The Equal Employment Opportunity Commission also has ruled that businesses can require COVID-19 vaccines as a condition of returning to work but must grant medical and religious exemptions.

 

Even without a mandate, firm “nudges” work. But for them to be effective we have to be able to ascertain proof of vaccination.

 

Businesses could ask employees to go through a process to get a vaccination exemption. It could be as simple as providing a declaration as to why the person doesn’t want a vaccine or the business could ask refusers to undergo a vaccine education session. Alternatively, a business or university could require reasonable safety standards for those who won’t be vaccinated – such as wearing a mask, distancing, and a twice-weekly testing protocol.

 

In the face of these hurdles, most people choose to get the jab. These “nudges” work by making vaccination the easier choice.

 

The Reasons for Anti-Vaccine Edicts are Unfounded

Legislators and governors offer a variety of reasons for banning compulsory vaccinations or proof of vaccination, including bodily integrity, discrimination, and privacy. Many of these arguments are premised on the idea that it is unethical and unlawful to require individuals to have “an experimental” vaccine. None of these arguments hold water.

 

A common defense for the vaccine-hesitant is the concept of bodily integrity and that forcing a vaccine breaches the medical doctrine of informed consent. No one can indeed be forced to get a medical treatment needed to protect their own health, but vaccine mandates aren’t for that purpose alone. They should be required to protect others. No one has a right to go mask-less and unvaccinated in a crowded workplace or classroom.
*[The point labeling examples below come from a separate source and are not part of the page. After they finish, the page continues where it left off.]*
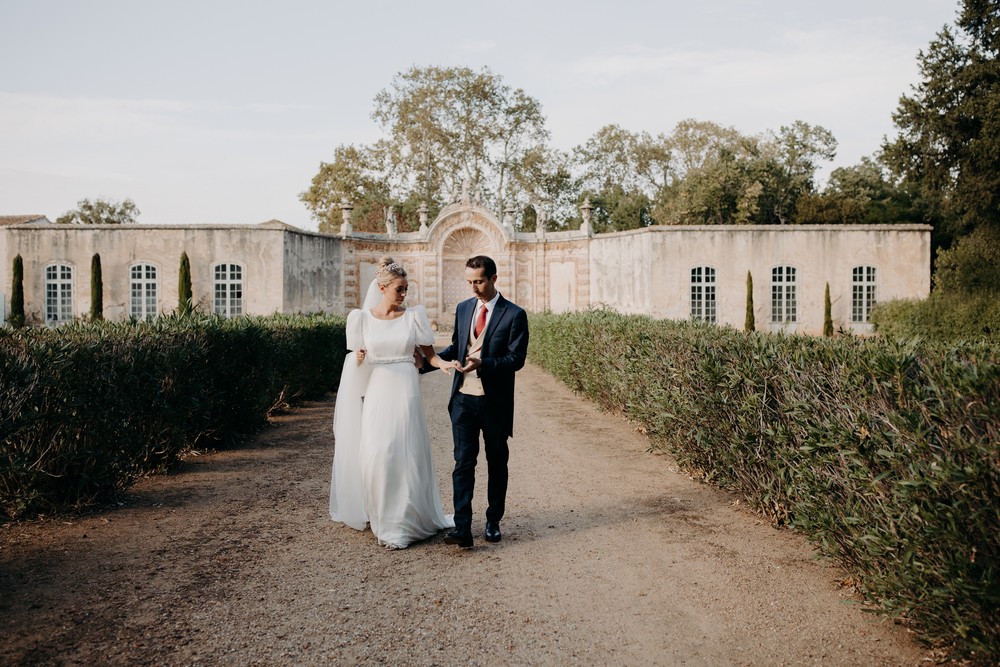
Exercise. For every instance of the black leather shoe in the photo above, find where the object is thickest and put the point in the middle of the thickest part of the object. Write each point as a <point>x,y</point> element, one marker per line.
<point>492,531</point>
<point>461,537</point>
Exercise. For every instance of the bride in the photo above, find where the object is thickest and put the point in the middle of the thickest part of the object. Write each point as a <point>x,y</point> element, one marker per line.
<point>383,472</point>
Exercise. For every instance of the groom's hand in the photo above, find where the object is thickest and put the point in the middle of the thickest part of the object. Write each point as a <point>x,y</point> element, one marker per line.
<point>471,365</point>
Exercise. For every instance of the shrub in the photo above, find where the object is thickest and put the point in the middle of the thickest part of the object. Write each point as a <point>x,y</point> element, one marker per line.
<point>884,453</point>
<point>941,317</point>
<point>87,409</point>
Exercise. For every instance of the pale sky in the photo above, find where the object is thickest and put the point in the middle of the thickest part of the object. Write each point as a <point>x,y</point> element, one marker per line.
<point>220,112</point>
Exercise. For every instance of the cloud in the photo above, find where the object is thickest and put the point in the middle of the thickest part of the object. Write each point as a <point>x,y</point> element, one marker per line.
<point>476,45</point>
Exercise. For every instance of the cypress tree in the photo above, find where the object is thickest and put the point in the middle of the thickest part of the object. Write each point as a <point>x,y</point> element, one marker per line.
<point>184,301</point>
<point>16,318</point>
<point>96,289</point>
<point>827,319</point>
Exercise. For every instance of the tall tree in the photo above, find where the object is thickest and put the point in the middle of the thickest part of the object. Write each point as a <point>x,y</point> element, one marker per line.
<point>949,127</point>
<point>797,148</point>
<point>827,315</point>
<point>442,126</point>
<point>16,317</point>
<point>96,289</point>
<point>101,212</point>
<point>185,300</point>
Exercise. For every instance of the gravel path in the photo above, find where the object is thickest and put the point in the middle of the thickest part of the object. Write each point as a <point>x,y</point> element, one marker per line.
<point>610,556</point>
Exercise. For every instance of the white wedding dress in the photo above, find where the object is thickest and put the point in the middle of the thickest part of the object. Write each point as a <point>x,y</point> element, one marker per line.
<point>383,472</point>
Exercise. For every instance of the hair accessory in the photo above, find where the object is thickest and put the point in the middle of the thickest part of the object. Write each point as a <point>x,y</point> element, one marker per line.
<point>388,268</point>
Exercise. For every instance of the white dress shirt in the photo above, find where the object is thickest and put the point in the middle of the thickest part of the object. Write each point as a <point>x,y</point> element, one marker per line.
<point>490,307</point>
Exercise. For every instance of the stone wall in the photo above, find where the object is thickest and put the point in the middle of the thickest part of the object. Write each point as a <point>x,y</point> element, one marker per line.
<point>645,271</point>
<point>311,280</point>
<point>649,271</point>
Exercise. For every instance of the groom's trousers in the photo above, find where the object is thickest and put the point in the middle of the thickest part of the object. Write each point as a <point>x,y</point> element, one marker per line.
<point>470,416</point>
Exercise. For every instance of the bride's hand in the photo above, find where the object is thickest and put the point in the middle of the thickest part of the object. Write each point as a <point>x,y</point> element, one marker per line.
<point>449,366</point>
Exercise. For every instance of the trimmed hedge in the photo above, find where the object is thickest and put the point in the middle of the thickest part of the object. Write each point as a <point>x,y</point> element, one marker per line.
<point>885,454</point>
<point>941,317</point>
<point>87,409</point>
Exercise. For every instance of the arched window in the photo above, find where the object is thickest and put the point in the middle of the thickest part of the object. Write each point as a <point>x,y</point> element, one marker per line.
<point>143,291</point>
<point>58,294</point>
<point>784,294</point>
<point>703,293</point>
<point>228,289</point>
<point>864,292</point>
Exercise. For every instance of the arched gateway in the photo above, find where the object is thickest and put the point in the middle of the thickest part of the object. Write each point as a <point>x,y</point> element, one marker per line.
<point>435,257</point>
<point>658,271</point>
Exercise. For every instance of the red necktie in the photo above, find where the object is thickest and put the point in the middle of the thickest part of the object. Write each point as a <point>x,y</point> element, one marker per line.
<point>481,321</point>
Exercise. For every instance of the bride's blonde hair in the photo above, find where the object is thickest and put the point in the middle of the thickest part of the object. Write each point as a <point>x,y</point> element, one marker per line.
<point>388,270</point>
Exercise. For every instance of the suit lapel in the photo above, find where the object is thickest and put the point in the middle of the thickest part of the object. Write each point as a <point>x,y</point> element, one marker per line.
<point>495,318</point>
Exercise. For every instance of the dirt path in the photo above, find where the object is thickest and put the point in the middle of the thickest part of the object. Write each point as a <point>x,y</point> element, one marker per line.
<point>610,556</point>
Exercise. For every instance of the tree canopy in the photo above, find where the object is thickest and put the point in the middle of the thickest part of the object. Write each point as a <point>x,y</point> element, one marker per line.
<point>948,144</point>
<point>101,212</point>
<point>443,126</point>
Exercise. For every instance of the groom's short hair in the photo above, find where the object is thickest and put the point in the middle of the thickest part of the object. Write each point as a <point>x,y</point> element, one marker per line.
<point>483,262</point>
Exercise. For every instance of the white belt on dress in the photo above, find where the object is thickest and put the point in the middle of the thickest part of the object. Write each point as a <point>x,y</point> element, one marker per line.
<point>391,360</point>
There is a deep tradition that a person’s rights stop at the point where he or she poses a threat to others. Vulnerable individuals are at risk from unvaccinated individuals, especially if they are immunocompromised or ineligible for a vaccine.

 

Then there is the idea of vaccine discrimination. Some lawmakers have passed anti-vaccine legislation explicitly banning so-called vaccine discrimination. Yes, vaccine mandates discriminate to the extent that it places additional burdens on the unvaccinated, but the CDC already recommends that only unvaccinated individuals mask and distance. But this kind of discrimination isn’t invidious or unethical. It is based on scientific data showing that not being vaccinated poses a risk of transmission of a potentially lethal virus. It is not based on any immutable status such as race, gender, or sexual orientation. 

 

And then there is, of course, the baseless privacy argument. Asking a person if he or she is vaccinated is not a violation of privacy that is either unlawful or unethical. The Health Insurance Portability and Accountability Act (HIPPA) Privacy Rule applies only to health care providers—not schools or businesses. There is also a HIPAA exemption for public health. Asking for a vaccination record doesn’t mean getting any confidential information such as a pre-existing condition or other health status. Individuals are free to decline disclosing their vaccine status, but if they do, they will have to accept reasonable consequences.

 

Most of the claims against mandatory or proof of vaccination are premised on the idea that SARS-CoV-2 vaccines are “experimental,” but they are not.  Researchers have been studying mRNA vaccines for decades. COVID-19 vaccines have undergone clinical trials with tens of thousands of participants. Hundreds of millions of doses have been administered in the United States, and some three billion worldwide. COVID-19 vaccines’ safety and effectiveness are as good (or better) than any vaccine I have seen in 30 years of experience in public health. It is as good as vaccines that rid the world of scourges like polio and smallpox.

 

The United States COVID-19 vaccination campaign is stalling badly, and we won’t get to herd immunity unless we make hard choices. We need to make getting a vaccine the easy, “default” choice. We cannot convey the idea that refusing a vaccine is synonymous with American freedom. Being unvaccinated isn’t a badge of liberty. We shouldn’t make refusing a vaccination a casual choic
e, but one that requires good information and a deliberative process. We should aim for mandatory vaccination or at least a very strong “nudge.”